Smart Couples Finish Rich: 9 Steps to Creating a Rich Future For You and Your Partner
By: David Bach
SYNOPSIS: Unlike money books that stretch thin advice, the best-selling Smart couples Finish Rich is chock-full of useful ideas and charts. Basically, the money tips apply to all, but the couple’s spin he adds recognizes that money often causes more marital discord than the remote control and a dented bumper combined. For instance, Bach suggests making a “money date” with your spouse to get finances organized, confess any undisclosed money issues, and plan for the future. Not only will you create a foundation for future wealth, you might get lucky!
- Lovebirds should avoid taking out a 30-year mortgage on their love nests. (A $250,000 loan at 8 percent interest paid back over 30 years actually costs $660,240!) Instead, don’t purchase more home than you can afford with a 20-year mortgage. Already stuck with a 30-year mortgage? Strive to pay it off early.
- For a week, hubby and wife should track expenditures in a notepad. Write down everything, and don’t change your spending behavior. Then identify simple thing to eliminate- mocha latte, anyone? – that can start creating funds for investment. No big deal you say? Consider this: if a 30-year-old invests $6.35 a day, it could potentially grow to $1 million retirement. Now that’s romantic.
The Number: A Completely Different Way to Think About the Rest of Your Life
By: Lee Eisenberg
SYNOPSIS: Eisenberg is a former Esquire editor in chief, so his book on retirement savings is less of a how-to than an exploration of how society has become fixated on that scary retirement savings “number.” The interviews with wealth gurus and everyday investors yield hard facts (someone who retires at 55 should set aside $200,000 for medical expenses alone) and droll with ( “ What’s not in your control is…a Ford expedition driver talking into a cell phone while sipping a Red Bull while listening to Dave Matthews while you happen to be crossing the street….”). In the end, Eisenberg does provide a quick and easy formula for crunching your own “number.” Luckily, the previous 250 pages have prepared you not to leap off the nearest tall building.

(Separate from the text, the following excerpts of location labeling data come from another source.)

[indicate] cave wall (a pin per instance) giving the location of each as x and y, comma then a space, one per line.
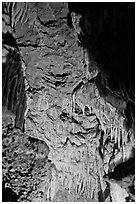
68, 103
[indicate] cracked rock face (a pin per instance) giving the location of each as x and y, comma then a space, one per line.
68, 99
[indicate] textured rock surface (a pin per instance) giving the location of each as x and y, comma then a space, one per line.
68, 119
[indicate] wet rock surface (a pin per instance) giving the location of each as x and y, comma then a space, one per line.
68, 103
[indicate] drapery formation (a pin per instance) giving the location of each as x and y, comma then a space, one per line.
68, 101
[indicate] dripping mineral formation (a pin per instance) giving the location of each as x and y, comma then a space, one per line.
68, 82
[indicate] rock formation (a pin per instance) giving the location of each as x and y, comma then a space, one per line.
68, 96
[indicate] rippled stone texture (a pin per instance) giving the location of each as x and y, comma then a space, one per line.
78, 125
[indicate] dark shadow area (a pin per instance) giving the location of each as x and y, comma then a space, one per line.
123, 170
109, 36
8, 195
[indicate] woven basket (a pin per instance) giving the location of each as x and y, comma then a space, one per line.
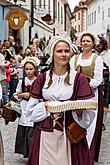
8, 113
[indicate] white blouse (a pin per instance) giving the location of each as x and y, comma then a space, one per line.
98, 68
23, 103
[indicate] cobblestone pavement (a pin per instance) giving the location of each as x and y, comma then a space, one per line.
9, 132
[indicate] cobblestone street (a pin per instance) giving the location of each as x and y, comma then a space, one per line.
9, 132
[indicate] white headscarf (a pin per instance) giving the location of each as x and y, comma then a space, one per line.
35, 61
52, 43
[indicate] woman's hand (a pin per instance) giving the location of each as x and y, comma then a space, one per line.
79, 113
23, 95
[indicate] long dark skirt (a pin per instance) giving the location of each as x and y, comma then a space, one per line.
24, 139
80, 153
96, 142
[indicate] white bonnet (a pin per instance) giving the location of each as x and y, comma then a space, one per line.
53, 41
34, 60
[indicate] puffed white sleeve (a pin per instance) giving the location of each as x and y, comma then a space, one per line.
36, 110
98, 73
72, 63
18, 90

- Embrace your 401K, especially if it offers matching contributions. An average 22-year-old who deposits 6.9 percent of his salary in a tax-deferred plan will have $1.5 million by retirement.
- Too many people are more comfortable switching hairstylists than screening the person who handles their finances. Download the Fiduciary Questionnaire on the Nation Association of Personal Financial Advisors website and ask your adviser to fill it out.
Secrets if the Millionaire Mind: Mastering the Inner Game of Wealth
By: T. Harv Eker
SYNOPSIS: Eker is a big-time motivational speaker, and his book (another recent best seller) reads like a parody of “potential” seminars at the airport Hilton – plenty of pithy maxims, less advice that makes sense once the free coffee buzz wears off. Consider this doozy: “One minute the universe hears that you want to be rich, so it begins sending you opportunities for wealth.” Okaaay. If you respond well to motivational ploys, this book might prompt you to get off the couch and seize the wheel of your financial future. Just don’t count on it to provide a map.
- Buried amid the squishy psychobabble were a couple of decent concrete steps. To start, create a net worth statement (check the web for forms) by adding the value of everything you own and subtracting everything you owe. Use this reality check to plan and track your progress.
- A devotee of “passive” income, Eker nevertheless insists that people should blow 10 percent of their income on extravagances every month! Why? Because we’re “holistic” creatures who need rewards as well as discipline. Thanks Harv, and pass the Cristal.